Federica Lippi (Roma, 1979) laureata in Storia del cinema con una tesi su Hayao Miyazaki, parallelamente all'università ha portato avanti lo studio della lingua giapponese. Lavora all'Istituto Giapponese di Cultura di Roma e traduce manga dal 2007 per le maggiori case editrici italiane. Ha collaborato con studi editoriali, associazioni e riviste di settore, e suoi contributi appaiono su saggi e siti dedicati al cinema e ai fumetti. È autrice della monografia Mitsuru Adachi - L'espressione del quotidiano (Iacobelli, 2011) sull'omonimo fumettista, e co-autrice di Keep calm e guarda un film (Newton Compton, 2015).
 
Daniele Petruccioli è nato e vive a Roma. Lavora come traduttore, scout  ed editor freelance. Tiene regolarmente laboratori di traduzione e insegna traduzione dal portoghese all’Università di Roma “Tor   Vergata”. Fra i suoi  autori:   Dulce   Maria   Cardoso,   Alain Mabanckou, Will Self, Luandino Vieira. Nel 2010 ha vinto il premio “Luciano Bianciardi” per la traduzione del romanzo Lettere di Mark Dunn (Voland 2008).
 
Ilaria Piperno è nata a Roma, dove vive. Dal 2005 traduce narrativa e saggistica, collaborando con diversi editori anche come scout, lettrice e foreign rights manager. Ha tradotto, fra gli altri, I. Némirovsky (La sinfonia di Parigi e altri racconti, Elliot 2012), J.F. Gayraud (Divorati dalla mafia, Elliot 2010) e l’autobiografia di Jella Lepman (La strada di Jella.
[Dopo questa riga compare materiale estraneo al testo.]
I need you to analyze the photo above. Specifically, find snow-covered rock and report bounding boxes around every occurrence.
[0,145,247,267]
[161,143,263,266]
Prima fermata Monaco, Sinnos 2009), fondatrice di IBBY - The International Board on Books for Young People. Ha preso parte all’antologia Uccelli di fango (I Dragomanni 2012) a cura della Casa delle Traduzioni di Roma e collabora stabilmente con la Rassegna bibliografica novecentesca di «Studi francesi». Lost in translation di E. F. Sanders è la sua ultima traduzione.